Thursday, November 20, 2014: 1:10 PM
305 (Hilton Atlanta)
Xue Liu1, Johannes G. Khinast2 and Benjamin J. Glasser1, (1)Chemical and Biochemical Engineering, Rutgers University, Piscataway, NJ, (2)RCPE GmbH, Graz, Austria

Supported catalysts are used in many industrial processes and applications, ranging from petrochemical and catalytic converters to fuel cells. These catalysts have many advantages, such as a high surface area, a low amount of the often expensive active component (Pd, Pt, etc.) and high mechanical and thermal stability. Clearly, the catalyst design has a pronounced effect on the performance of a catalytic process. With respect to the distribution of the active component in the support materials, four main categories of metal profiles can be distinguished, i.e., uniform, egg-yolk, egg-shell and egg-white profiles. The choice of the desired metal profile is determined by the required activity and selectivity, and tailored for specific reactions and/or processes. Although the development and preparation of supported catalysts have been investigated for many years, many aspects of the various catalyst manufacturing steps are still not fully understood, and in industry the design of catalysts is predominated by trial and error experiments,

Belt dryers are used broadly in food, chemical and petro-chemical and catalyst industries. During the belt drying process, the wet materials are heated by hot air flowing from the bottom when they move forward on the belt conveyor. We have established a packed bed drying system, where the wet catalyst samples are dried in a bed by hot air flowing through the bed, to examine the belt drying process. During belt drying if the air flow doesn’t move the catalyst particles on the belt, the variation of the catalyst properties, such as moisture content and metal distribution, as a function of location on the belt can be predicted by the variation of catalyst properties as a function of time in the packed bed. The packed drying process is much smaller and easier to control than the belt drying process. Packed bed experiments have been carried out in a Glatt GCPG-1 dryer and a mini-Glatt dryer. Drying profiles, such as temperature and relative humidity, are recorded during the process, and the sample metal distribution after drying is measured using micro-XRF technology. For all cases studied in this work, similar metal distribution is observed for samples taken from different layers in the batch.

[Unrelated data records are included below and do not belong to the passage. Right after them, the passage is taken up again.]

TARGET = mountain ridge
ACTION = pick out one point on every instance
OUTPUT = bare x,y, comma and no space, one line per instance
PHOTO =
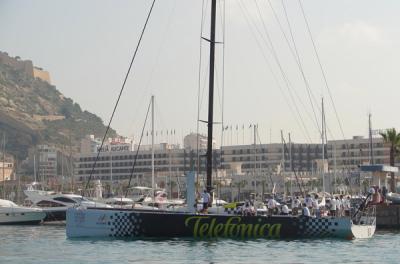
32,112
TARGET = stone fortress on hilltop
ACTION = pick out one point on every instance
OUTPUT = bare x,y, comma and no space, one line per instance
24,65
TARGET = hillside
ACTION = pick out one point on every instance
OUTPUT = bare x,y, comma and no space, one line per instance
34,112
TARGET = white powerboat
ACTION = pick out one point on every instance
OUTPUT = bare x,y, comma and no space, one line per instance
56,204
12,214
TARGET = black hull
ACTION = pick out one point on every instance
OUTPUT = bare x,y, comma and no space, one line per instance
142,224
34,222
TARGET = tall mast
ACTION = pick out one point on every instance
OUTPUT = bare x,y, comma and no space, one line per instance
152,146
255,160
4,165
283,164
290,166
323,146
211,96
371,152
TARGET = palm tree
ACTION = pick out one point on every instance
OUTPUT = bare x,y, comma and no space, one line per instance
392,138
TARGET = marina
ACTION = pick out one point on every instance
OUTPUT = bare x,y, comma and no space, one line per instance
179,189
48,244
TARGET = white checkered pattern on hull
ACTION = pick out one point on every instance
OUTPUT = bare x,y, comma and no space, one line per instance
317,227
125,224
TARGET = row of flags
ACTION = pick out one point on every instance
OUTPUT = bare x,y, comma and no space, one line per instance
166,132
237,127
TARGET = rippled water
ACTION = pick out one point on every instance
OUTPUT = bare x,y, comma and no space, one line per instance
48,244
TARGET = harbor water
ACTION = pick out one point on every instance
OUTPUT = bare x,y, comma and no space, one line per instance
48,244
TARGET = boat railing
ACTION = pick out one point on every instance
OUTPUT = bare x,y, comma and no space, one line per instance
367,216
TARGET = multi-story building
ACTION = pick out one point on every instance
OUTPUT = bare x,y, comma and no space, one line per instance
190,141
6,171
267,157
47,162
117,165
348,154
26,66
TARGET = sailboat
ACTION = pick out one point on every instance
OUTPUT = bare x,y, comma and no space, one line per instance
129,223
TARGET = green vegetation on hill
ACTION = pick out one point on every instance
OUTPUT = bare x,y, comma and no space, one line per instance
34,112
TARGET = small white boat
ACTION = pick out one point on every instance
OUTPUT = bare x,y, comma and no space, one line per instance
393,197
12,214
56,204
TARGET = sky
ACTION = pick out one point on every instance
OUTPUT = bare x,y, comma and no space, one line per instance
87,47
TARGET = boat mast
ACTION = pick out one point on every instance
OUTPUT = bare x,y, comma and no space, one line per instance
323,147
152,146
283,164
4,164
290,166
371,150
34,166
211,96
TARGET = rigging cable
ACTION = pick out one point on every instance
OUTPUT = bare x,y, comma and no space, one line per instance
275,55
119,96
299,64
287,84
137,150
324,76
198,94
321,68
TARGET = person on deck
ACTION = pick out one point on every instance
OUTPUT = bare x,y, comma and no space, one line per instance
296,206
333,207
206,200
315,207
285,210
271,205
306,211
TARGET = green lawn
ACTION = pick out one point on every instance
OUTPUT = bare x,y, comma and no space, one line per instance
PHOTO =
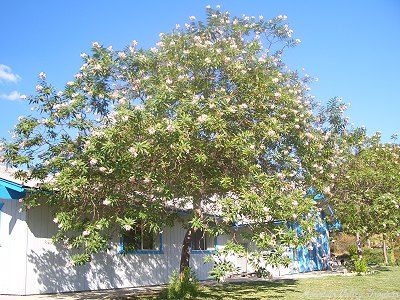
383,284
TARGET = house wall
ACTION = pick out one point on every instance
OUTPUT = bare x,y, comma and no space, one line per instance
13,237
35,265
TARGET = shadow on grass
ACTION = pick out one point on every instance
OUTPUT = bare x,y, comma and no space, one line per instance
255,290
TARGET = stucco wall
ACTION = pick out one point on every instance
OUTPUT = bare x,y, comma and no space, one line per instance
34,265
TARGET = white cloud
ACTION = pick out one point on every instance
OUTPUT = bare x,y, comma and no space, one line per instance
6,74
14,95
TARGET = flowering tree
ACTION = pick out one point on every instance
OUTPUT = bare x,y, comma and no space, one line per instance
209,121
366,194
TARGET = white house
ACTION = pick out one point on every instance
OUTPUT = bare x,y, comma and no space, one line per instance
32,264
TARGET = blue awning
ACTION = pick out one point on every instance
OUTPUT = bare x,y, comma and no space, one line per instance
10,190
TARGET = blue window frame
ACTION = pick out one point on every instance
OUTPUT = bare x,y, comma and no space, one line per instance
1,206
203,242
140,241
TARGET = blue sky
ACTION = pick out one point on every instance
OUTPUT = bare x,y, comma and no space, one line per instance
352,47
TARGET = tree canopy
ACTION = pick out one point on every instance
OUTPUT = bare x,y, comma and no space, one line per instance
209,120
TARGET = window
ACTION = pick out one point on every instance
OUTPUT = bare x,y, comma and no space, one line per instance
140,240
203,241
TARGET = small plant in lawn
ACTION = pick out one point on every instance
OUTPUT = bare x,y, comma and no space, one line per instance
183,286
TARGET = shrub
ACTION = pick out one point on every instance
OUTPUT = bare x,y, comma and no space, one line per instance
361,265
374,256
183,287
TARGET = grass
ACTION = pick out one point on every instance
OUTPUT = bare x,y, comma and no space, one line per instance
384,283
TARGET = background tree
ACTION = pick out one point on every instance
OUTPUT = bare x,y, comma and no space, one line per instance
366,195
209,120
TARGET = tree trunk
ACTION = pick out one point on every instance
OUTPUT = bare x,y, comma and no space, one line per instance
185,252
384,246
187,240
358,243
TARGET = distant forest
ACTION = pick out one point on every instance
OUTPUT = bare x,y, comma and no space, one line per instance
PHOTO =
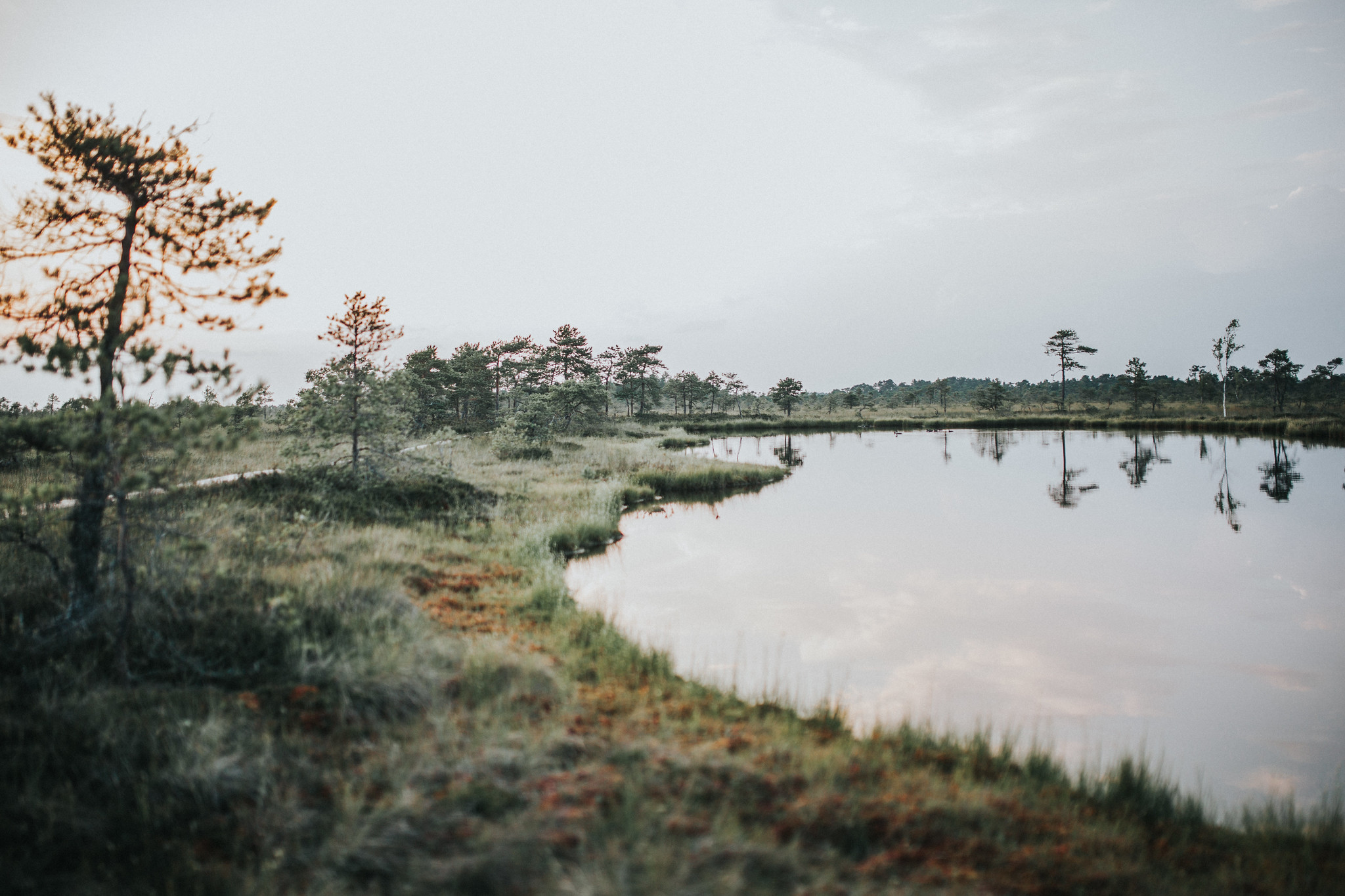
567,385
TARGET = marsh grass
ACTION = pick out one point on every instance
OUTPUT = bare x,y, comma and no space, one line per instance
1324,427
396,702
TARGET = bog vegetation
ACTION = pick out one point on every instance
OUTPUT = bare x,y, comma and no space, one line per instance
357,670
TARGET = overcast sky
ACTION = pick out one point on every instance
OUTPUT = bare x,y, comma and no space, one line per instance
839,192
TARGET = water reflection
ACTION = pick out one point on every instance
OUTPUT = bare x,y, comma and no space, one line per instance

We also developed a layering model to simulate the packed bed drying process. We found that at the beginning of drying an equilibrium state is reached between the wet catalyst samples and the humid drying air in upper layers so drying doesn’t occur in upper layers. With further drying, the upper layers cannot hold the equilibrium state once the humidity in the drying air decreases to a certain point, and then the water evaporation starts in upper layers. It is very interesting to note that once the drying procedure passes the constant drying rate stage the falling rate stage is quite similar for different layers, leading to similar metal distribution among different layers after drying. This “self-reproducing” phenomenon indicates that during drying the metal distribution is mainly determined by the falling rate stage, where different layers share similar drying mechanisms. This will shed light on the scale-up of belt drying processes.

Currently we have only tested one heating zone system. Future work will focus on multiple heating zone systems, which have been used in many applications. Under this situation, the drying procedure could be quite different in different layers. This may lead to different metal distribution among the layers.